The Week in Higher Education

八月 21, 2008

- The news that this year's A-level results were yet another record-breaking crop left newspapers in statistical heaven on 14 August. "One in seven gets three As at A level," said the Daily Mail. "One in ten pupils achieves straight As in exams," countered The Independent, while Universities UK's press statement said that "approximately 3 per cent" of all 18-year-olds taking A levels will gain three A grades or more. What most agreed on was that the scramble for university places was more desperate than ever.

- By 15 August, as the analysis of the grades began, reaction was split between those focusing on doom and gloom, and those celebrating the record results. The Daily Mail's editorial said the "era of 'unfailable' A levels" was upon us, and schools were "teaching pupils how to pass exams, not learn the subject". The Daily Express begged to differ: "This newspaper will take no part in the denigration of the achievements of A-level students." The Sun concurred. "This is no time for carping.

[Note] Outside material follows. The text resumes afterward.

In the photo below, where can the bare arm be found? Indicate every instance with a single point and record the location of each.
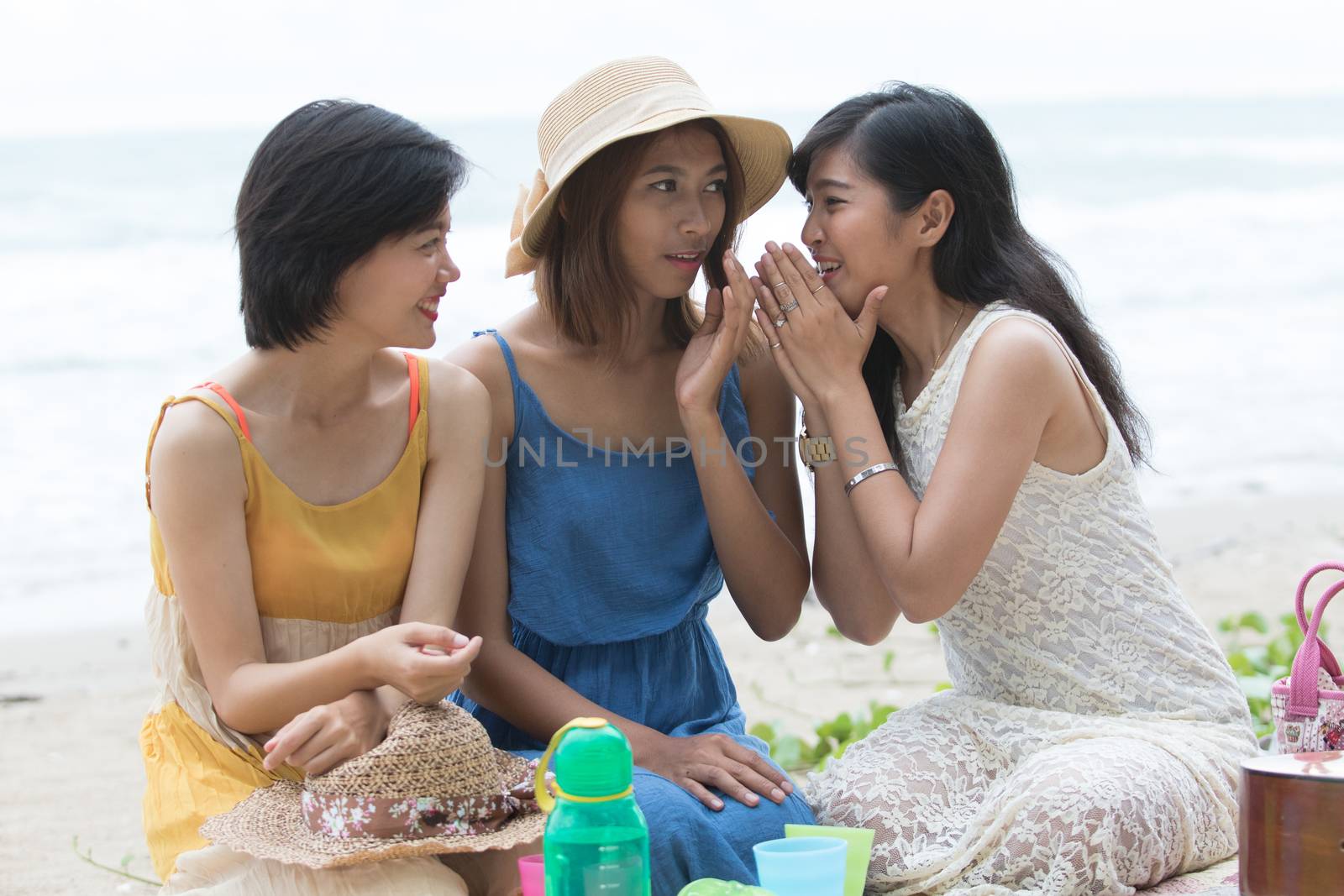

Today's exams may be different but they remain tough," it said.

- The National Union of Students warned that many undergraduates were "sleepwalking into a financial crisis" by failing to take into account the rising cost of living. An NUS study found that prospective students under-estimated the cost of university life by about £450 a year.

- Comments by Jeremy Paxman prompted a professor of Scottish literature to accuse the broadcaster of "Scotophobia" on 15 August. The Newsnight presenter, who once complained that Britain was run by "a sort of Scottish Raj", has branded the work of Robert Burns "sentimental doggerel" in an introduction to the new edition of the Chambers Dictionary. This prompted Alan Riach, professor of Scottish literature at the University of Glasgow, to accuse him in The Times of having "a difficulty about Scotland and Scottish culture".

- Tory education spokesman Michael Gove "has risked creating a rift in his party" by backing the Labour Government's target to get 50 per cent of young people into higher education, the Daily Mail reported on 16 August. In an interview with the previous day's London Evening Standard the Shadow Minister said: "There shouldn't be a cap on aspiration."

- Kelly Osbourne, daughter of heavy-metal music legend and reality television star Ozzy, had some sage advice for those who had not "made the grade" in their A levels. "It isn't the end of the world," she said in The Sun on Saturday. "I make no secret of the fact that I didn't sit mine," she added.

- The Sunday Times reported on 17 August: "Women can win cash payments of £1,000 a year to study science as universities struggle to fill places on undersubscribed courses." The paper said that its "undercover" reporters, posing as would-be students, had found a "booming market in cash awards to fill some courses".

- Also on Sunday, the Daily Star offered an "essential guide to what Britain's uni students really need to know". The paper reported that the "best" male to female ratio was enjoyed by students at Bishop Grosseteste University (where 87 per cent of students are female), while the "worst" was at Imperial College London, where 64 per cent of students are male. The "cheapest pint" is available at University College Falmouth (£1.18) while the most expensive is at Napier University (£2.95).

- On 19 August, The Independent reported on the "dramatic decline" in foreign languages studied at university. Research from London's School of Oriental and African Studies showed that 610 students were accepted on to German degree courses last year, compared with 2,288 ten years ago. The numbers taking French have dropped by a third to 3,700 in the same period.